I recently saw an episode of Star Trek: The Next Generation in which the crew of the Enterprise gets caught in a time loop. At a crucial point in time - in this case, the aftermath of an explosion that destroys the Enterprise -the ship and crew are thrown a few days backward in time, only to relive in ignorance the same tragic sequence of events that lead up to their demise.
I don't know if Alice McDermott is a Star Trek: TNG fan, but At Weddings and Wakes, the exquisite new novel by the 36-year-old author of That Night, plays similar games with time in its story of a Long Island Irish-Catholic family. A character is killed off only to reappear at her wedding toward the end of the novel; a recovering alcoholic is sent back to relive his nights in the gutter; a deceased husband returns to take the last climb up the Brooklyn staircase before he dies. It's a novel that eschews conventional, linear forms for a wide-open time line to jump around on. (Talk about playing God!)

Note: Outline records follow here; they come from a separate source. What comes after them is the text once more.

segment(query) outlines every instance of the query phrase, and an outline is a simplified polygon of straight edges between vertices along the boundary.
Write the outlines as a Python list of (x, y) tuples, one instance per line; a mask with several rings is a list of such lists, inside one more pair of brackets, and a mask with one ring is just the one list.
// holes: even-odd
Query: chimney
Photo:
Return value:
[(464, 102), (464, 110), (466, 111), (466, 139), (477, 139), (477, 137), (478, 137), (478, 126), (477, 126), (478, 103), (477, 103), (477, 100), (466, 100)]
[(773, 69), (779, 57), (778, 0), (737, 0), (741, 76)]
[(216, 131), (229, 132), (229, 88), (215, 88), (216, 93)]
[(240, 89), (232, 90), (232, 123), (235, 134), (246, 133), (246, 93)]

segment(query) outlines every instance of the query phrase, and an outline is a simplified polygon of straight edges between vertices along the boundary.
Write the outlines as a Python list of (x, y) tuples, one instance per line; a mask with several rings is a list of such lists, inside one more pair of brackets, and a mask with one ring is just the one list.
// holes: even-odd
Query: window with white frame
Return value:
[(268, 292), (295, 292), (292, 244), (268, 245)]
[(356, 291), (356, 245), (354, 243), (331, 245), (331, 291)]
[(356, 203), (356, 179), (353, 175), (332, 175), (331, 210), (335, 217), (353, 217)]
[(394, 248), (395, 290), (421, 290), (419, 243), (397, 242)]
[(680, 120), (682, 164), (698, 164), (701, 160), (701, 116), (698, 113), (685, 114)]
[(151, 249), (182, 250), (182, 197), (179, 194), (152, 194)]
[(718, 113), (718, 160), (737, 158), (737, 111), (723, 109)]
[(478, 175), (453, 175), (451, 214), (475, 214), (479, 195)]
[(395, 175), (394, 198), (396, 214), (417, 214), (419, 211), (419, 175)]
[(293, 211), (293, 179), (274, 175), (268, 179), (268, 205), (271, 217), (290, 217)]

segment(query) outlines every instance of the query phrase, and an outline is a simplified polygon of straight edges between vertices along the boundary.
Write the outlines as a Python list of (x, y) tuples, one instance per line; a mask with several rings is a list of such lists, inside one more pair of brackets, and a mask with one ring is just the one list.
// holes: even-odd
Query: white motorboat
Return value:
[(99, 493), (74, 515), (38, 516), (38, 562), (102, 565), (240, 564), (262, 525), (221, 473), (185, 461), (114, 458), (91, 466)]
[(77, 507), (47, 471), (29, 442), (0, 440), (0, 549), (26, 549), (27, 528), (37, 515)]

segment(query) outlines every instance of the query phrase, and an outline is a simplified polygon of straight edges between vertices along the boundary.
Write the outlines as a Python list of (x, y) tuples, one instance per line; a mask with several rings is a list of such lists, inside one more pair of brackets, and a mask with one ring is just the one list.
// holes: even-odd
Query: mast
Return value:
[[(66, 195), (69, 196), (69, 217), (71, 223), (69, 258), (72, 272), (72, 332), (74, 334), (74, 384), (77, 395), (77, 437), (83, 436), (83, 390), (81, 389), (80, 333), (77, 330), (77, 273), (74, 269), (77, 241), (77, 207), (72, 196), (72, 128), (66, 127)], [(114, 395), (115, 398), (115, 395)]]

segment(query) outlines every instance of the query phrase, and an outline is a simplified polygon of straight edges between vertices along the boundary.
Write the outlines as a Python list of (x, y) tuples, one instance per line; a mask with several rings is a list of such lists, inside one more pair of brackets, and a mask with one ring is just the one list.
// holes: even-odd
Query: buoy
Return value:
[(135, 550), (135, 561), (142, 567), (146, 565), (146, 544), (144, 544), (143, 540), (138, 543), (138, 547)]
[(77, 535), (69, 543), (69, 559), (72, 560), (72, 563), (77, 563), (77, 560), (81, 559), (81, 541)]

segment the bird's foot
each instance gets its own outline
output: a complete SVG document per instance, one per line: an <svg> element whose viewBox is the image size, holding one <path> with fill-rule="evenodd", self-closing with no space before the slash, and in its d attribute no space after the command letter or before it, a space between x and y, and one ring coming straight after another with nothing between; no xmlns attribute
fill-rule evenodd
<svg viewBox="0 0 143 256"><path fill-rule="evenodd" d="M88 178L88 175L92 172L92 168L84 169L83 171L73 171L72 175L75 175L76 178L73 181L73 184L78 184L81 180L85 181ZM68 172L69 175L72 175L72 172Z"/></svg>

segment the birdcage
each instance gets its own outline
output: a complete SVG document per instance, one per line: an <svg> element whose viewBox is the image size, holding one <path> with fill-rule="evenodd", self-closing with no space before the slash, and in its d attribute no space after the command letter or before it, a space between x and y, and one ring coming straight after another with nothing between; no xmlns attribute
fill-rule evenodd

In the hands of a lesser novelist, this kind of temporal hopscotching would cause confusion, infuriation, and even boredom. But McDermott writes meticulous, detailed prose that, while threatening to sink under the weight of its own minutiae at times, often builds to luminous, wrenching epiphanies.
At Weddings and Wakes is the story of Lucy Towne Daily and her three sisters: Agnes, an uptight businesswoman; May, a former nun and Miss Lonelyhearts who gets her man - the local postal carrier - only to pass away four days after their wedding; and Veronica, an active alcoholic who rarely leaves the cramped Long Island townhouse in which the three sisters and their stepmother, Momma, who is also their deceased mother's sister, reside. They all live lives of quiet desperation, trapped in the repressions of home and tragedies of family history. Security in this family is considered dysfunctional.